Цыганка кинула на него обжигающий злостью взгляд и резко выхватила у кондуктора девочку. Малышка тут же перестала плакать, и вместе с ней смолкли все остальные. Трамвай застыл.

– Мамочку почуяла, – выдохнул кто-то.

– Позвольте, – встрял кондуктор. – Это ваш ребенок? Товарищ милиционер, вы у нее документы проверили?

Милиционер козырнул кондуктору как старшему.

– Ваши документы! – повернулся он к девушке.

Та затравленно посмотрела на него и отступила, прижимая к себе ребенка. Малышка залилась счастливым смехом в материнских руках. Цыганки в момент растворились, оставляя девушку одну, исчезли, будто вагон и не был заполнен криками и душными розами. На девушку напирали люди в форме. Она шаг за шагом отступала вглубь, хотя куда скроешься, где спрячешься в вагоне трамвая. Цыганка уперлась спиной в стекло кабинки вагоновожатых.

И те повернулись к ней. Елена увидела, как обе тетки с жадностью ощупывают взглядами стриженый затылок цыганки. Она должна была сделать что-то, должна…

Она кинулась к цыганке, но слесарь из числа наседавших на нее не глядя двинул ее по голове гаечным ключом. Елена почувствовала, как быстро слиплись волосы и теплая густая жидкость потекла по щеке на шею, когда она перехватила ключ у слесаря и двинула ему в ответ, потом бухгалтеру с гроссбухом, которым тот пытался вогнать голову Елены в плечи, потом пожарнику с кроваво-красным огнетушителем. Елена продвигалась вперед, но медленно, слишком медленно. Вагоновожатые с длинными пальцами и безумными взглядами уже сдвинули отделявшее их стекло и с улыбкой – о, боги! – с улыбкой на бледных тонких губах – потянули к цыганке прозрачные руки. Елена опоздала.

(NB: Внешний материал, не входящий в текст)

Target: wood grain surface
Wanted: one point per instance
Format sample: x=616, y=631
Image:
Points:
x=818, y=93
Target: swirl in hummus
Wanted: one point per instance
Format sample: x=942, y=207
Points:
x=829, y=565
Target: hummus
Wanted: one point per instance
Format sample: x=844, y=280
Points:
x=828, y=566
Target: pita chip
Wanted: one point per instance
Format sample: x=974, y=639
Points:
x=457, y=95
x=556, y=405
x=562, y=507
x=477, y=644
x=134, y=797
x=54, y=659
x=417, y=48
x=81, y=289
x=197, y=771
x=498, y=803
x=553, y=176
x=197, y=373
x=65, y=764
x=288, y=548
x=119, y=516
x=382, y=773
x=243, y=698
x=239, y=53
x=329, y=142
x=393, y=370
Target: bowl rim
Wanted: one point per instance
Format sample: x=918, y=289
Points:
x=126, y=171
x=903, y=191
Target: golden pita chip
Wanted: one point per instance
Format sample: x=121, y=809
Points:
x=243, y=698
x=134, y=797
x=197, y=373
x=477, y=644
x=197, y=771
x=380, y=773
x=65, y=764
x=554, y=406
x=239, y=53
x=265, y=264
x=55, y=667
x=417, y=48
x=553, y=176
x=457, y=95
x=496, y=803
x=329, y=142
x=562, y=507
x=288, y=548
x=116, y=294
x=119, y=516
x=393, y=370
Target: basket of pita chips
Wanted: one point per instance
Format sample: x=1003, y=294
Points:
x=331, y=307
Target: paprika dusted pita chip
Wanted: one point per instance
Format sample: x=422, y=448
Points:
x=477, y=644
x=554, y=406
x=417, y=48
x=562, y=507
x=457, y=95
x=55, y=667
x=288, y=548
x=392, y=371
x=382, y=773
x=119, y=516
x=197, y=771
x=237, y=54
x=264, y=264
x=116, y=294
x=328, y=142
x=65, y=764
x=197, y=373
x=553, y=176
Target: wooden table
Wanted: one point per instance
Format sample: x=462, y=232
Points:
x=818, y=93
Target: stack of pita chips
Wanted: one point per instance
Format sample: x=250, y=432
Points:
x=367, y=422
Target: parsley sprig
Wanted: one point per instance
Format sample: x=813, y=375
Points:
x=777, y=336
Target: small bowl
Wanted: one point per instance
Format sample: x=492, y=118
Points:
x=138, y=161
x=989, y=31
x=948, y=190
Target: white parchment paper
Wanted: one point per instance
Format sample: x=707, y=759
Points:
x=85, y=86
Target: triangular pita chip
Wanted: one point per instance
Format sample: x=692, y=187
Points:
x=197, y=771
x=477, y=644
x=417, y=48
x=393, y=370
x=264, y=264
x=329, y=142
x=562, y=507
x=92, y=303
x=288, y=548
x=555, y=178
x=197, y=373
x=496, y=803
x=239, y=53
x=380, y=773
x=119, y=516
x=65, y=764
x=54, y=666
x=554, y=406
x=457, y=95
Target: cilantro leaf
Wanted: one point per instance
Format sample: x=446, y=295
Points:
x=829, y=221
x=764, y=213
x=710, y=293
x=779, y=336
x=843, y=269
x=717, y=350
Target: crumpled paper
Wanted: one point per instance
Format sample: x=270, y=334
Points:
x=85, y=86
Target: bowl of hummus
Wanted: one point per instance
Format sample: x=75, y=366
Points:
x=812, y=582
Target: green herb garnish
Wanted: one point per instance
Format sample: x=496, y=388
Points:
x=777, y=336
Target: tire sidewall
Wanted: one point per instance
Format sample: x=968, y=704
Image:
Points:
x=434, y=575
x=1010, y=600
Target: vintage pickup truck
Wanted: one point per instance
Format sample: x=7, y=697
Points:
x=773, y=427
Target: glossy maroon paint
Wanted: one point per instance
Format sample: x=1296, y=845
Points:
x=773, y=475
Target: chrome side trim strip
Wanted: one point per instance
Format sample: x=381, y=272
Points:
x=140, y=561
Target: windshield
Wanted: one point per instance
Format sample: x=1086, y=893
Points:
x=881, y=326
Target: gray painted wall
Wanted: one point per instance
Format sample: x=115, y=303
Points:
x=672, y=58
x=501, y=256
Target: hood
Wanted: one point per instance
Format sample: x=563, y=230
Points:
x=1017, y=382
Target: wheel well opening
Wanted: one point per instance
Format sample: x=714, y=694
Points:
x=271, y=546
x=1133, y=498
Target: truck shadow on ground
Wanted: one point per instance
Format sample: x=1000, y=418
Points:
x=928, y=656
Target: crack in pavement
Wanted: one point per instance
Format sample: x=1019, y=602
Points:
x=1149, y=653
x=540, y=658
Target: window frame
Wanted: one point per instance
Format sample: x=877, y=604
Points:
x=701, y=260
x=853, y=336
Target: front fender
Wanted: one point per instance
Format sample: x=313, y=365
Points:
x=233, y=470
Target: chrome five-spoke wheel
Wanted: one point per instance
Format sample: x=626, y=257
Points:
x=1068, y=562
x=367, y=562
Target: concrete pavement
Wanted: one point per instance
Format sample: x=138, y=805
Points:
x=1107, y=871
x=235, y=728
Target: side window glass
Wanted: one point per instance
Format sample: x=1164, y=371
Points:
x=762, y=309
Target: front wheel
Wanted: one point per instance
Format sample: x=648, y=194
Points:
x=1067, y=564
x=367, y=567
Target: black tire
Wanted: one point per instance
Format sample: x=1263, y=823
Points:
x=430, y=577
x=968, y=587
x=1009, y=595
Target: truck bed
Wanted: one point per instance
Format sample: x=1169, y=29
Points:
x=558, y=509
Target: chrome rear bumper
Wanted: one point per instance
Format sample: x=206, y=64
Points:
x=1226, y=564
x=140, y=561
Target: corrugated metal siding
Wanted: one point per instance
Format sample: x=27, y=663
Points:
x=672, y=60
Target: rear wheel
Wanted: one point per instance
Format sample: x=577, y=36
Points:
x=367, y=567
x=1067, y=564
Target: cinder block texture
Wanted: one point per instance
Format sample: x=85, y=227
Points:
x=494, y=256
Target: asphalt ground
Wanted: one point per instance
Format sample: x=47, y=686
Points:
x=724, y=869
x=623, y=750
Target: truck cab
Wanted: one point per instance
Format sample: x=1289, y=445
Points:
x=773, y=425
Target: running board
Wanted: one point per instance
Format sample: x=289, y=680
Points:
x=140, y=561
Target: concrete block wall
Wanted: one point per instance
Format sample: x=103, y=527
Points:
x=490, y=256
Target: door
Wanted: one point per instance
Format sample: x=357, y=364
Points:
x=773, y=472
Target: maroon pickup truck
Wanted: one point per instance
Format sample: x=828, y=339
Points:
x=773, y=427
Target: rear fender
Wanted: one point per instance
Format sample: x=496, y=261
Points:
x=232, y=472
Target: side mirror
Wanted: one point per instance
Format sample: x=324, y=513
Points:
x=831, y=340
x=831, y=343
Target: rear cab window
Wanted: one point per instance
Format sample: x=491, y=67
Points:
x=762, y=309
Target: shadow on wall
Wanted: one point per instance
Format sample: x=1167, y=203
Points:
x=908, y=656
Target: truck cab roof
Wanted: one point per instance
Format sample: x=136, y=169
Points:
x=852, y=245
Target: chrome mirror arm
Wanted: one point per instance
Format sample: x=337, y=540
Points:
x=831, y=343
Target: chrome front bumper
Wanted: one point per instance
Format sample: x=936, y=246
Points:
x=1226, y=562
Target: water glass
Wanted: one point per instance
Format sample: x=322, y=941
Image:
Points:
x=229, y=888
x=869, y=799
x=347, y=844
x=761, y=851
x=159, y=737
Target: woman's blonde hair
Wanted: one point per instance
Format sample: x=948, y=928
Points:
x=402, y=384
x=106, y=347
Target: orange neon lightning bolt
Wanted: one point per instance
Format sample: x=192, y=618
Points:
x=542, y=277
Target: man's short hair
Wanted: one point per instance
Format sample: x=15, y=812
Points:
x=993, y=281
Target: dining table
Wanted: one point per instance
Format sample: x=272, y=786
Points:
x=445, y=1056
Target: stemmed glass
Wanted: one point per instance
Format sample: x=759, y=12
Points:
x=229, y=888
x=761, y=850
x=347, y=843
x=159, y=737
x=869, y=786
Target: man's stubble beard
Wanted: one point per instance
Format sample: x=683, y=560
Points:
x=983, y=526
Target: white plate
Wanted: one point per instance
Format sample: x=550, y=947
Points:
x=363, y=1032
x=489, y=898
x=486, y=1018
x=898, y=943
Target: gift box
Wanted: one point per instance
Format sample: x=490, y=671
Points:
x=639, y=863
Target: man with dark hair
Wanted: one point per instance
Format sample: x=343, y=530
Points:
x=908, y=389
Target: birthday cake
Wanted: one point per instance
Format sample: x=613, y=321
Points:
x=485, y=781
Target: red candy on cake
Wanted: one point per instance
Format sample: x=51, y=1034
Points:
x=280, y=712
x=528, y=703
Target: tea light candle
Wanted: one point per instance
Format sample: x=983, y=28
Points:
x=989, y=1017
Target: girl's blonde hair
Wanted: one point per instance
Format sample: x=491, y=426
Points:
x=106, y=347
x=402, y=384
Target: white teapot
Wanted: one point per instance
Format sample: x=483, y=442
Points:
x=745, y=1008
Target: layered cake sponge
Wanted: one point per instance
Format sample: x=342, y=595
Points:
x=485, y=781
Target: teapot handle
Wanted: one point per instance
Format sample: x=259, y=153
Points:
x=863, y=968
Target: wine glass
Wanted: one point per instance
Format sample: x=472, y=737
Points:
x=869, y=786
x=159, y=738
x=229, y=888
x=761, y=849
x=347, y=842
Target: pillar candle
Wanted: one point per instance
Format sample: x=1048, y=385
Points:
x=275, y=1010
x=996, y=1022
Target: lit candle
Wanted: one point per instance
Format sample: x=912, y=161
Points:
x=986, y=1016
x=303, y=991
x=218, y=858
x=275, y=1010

Раздался скрежет, вой свихнувшейся автоматики, из-под колес трамвая, достигая небес, полетели голубые искры. Вагоновожатые сползли за перегородку. Их крик разнесся по умолкшему трамваю. Смолкли милиционеры, кондуктор, пожарник и все остальные в вагоне.

Водители продолжали визжать.

Впереди, прямо на путях, стоял конь. Тонкий, стройный, он стоял, будто привязанный, и смотрел вперед, в глаза им, пока они кричали, махали руками, чтоб он уходил, уходил, уходил с дороги. Конь смотрел из-под нечесаной челки, пока, визжа тормозами, трамвай надвигался на него, надвигался и подминал под себя. Кипящая кровь плеснула на переднее стекло. Трамвай тяжело продвинулся еще немного вперед и наконец, дрогнув, остановился.

Краем глаза Елена заметила, что цыганка воспользовалась мгновением, когда все охали, и улизнула вместе с ребенком. Толпа, шумно обсуждая случившееся, вывалила наружу. Только тетки в кабине водителя, утыканные осколками стекла, застыли неподвижно, обгоревшими руками в руль, лицом в панель управления.

Снаружи кондуктор с милиционерами ругались, обсуждая, как сдвинуть с рельсов тело.

Елена медленно спустилась на землю. Идти было трудно, будто она долго бежала на лыжах или плыла на катере, вовсе отвыкнув ходить по земле. Но она обогнула трамвай и прошла вперед, чтобы взглянуть в глаза коню.

Как ни странно, он был еще жив. В его шее судорожно пульсировала крупная вена, горло булькало клочьями кровавой пены, но глаза уже закатились в бессмысленность.

– Спасибо, – тихо прошептала Елена и перерезала коню горло.

Дождавшийся своего часа нож больше был ей не нужен, и она отбросила его, как тут же выбросила из памяти всех суетящихся персонажей этой нескончаемой ночи.

Елена поднялась на ноги. Надо идти. Это ничего, что она вся мокрая от крови. Ничего. Это кровь коня, кровь брата. А ей надо догнать цыганку. Ничего, девушка не испугается крови. Надо догнать ее и взять дочку у нее из рук. Ребенок большой, ей тяжело нести. Они понесут вместе.